Flash estimates for the fourth quarter from the Housing Development Board (HDB) shows the Resale Price Index (RPI) is set to rise 2.4 percent to reach 171.9 points.
Prices of HDB resale flats had been increasing steadily from the second quarter of 2003.
Taking the flash estimates into consideration, HDB prices have now gone up by almost 70 percent compared to the said period in 2003.
Meanwhile, in the private sector, the property price index climbed to yet another record high.
Flash estimates from the Urban Redevelopment Authority (URA) show private home prices are expected to inch up 2.7 percent to reach 194.8 points.
Transactions and COVs dropping
While prices are still rising, the volume of resale transactions and Cash-Over-Valuation (COV) that buyers of resale HDB flats have to pay, have dropped.
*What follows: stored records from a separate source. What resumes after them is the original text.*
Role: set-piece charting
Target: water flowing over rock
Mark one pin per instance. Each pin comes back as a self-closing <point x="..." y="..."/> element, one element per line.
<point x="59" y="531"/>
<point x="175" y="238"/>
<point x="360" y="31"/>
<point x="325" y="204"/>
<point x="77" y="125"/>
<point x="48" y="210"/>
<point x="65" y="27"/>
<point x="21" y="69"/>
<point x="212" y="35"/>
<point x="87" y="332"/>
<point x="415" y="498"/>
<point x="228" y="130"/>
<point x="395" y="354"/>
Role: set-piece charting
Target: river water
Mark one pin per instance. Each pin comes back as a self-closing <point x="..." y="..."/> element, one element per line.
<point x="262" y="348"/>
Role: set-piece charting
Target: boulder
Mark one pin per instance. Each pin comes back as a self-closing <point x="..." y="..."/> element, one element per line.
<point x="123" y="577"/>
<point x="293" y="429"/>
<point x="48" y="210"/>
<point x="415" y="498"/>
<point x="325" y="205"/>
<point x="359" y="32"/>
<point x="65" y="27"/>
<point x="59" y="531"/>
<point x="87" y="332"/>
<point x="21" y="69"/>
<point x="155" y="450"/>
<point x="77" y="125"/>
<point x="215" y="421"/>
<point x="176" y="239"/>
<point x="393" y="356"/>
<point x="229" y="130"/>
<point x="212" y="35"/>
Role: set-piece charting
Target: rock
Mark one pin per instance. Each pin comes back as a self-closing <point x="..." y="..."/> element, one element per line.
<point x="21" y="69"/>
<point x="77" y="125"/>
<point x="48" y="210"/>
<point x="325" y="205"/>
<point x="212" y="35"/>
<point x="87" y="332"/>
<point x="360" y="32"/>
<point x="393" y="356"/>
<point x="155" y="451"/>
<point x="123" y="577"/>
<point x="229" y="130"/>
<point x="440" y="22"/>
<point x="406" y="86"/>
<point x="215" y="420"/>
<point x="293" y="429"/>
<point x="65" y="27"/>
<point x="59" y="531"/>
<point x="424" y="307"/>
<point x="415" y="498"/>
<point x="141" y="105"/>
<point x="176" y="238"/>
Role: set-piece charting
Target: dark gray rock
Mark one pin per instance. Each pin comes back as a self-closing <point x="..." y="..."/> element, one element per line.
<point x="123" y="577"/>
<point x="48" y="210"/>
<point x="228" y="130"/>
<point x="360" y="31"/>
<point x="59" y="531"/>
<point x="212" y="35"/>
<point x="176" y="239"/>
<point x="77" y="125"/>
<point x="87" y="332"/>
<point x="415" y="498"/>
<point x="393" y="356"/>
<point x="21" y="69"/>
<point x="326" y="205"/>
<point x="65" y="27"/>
According to PropNex, HDB resale transactions dropped 50 percent the week after the new rules were introduced.
Meanwhile, median COVs have dropped in the fourth quarter.
“According to our monthly transactions for the fourth quarter, overall median COV levels have dropped from $30,000 in the third quarter to $26,000 in October, $23,000 in November and $20,000 in December, in line with HDB’s flash estimate of a drop to $23,000 for the quarter. This is an indication that the overall median COV level for the country for the fourth quarter, which will be released on 28 January 2011, should fall by about 23 percent quarter-on-quarter,” says PropNex’s chief executive officer, Mohamed Ismail.
Too early to tell
Despite the rising prices, analysts say the fourth quarter’s flash estimates are not truly representative on the impact of the cooling measures.
“Although these figures indicate yet another all-time record for both the public and private housing markets, it is important to note that the growth is indeed slowing down and attaining more sustainable levels,” says Mohamed Ismail.
Others say external factors like an economic crisis will have a much more severe impact to cause property prices to drop rather than government intervention.
“When the economy is buoyant, credit is easy and positive sentiments are strong, it is difficult for government measures to have a substantial impact. At most, such measures will slow down the transaction volume and moderate the increase in prices or at most cause a temporary fall in prices depending on the severity of the measures,” says Chua Chor Hoon, Head of Southeast Asia Research for DTZ.
In a recent media interview, Minister Mah said it will take a few more months before the full extent of the August changes are felt.
Analysts also agree saying it is too early to tell.
“The measures cannot be said to be ineffective, as we have yet to see a full quarter with the measures’ impact. On the ground, we have already heard of a softer market with speculative investors pulling out, and even investors in the high-end market are quieter, as evidenced by the low number of private residential transactions in September 2010 with a median sale price of at least S$2,000 per sq ft,” says Adam Tan, corporate communications manager of PropNex.
Chua said prices are likely to stabilise within six to 12 months, as the public will need to get used to the new measures.
Luxury and rental markets set to rule in 2011
Despite the property curbs, analysts expect the luxury and rental markets to strengthen in 2011.
“The luxury market will hardly be affected simply because a lot of the investors there dabble in private properties. They don’t really touch the HDB market,” says Tan.
In addition, the rental market is expected to strengthen due to the increase in the number of PRs in Singapore.
“As PRs are unable to buy HDB flats, they will need to rent from both the HDB and private property market,” says Chua.
The HDB property curbs have hit PRs the most.
They now cannot buy resale HDB flats without first disposing of their property overseas.
Moving forward, analysts say another round of cooling measures could be introduced depending on circumstances.
“Should there be more desperate buyers than sellers, the government will come up with another round of measures,” says Chua.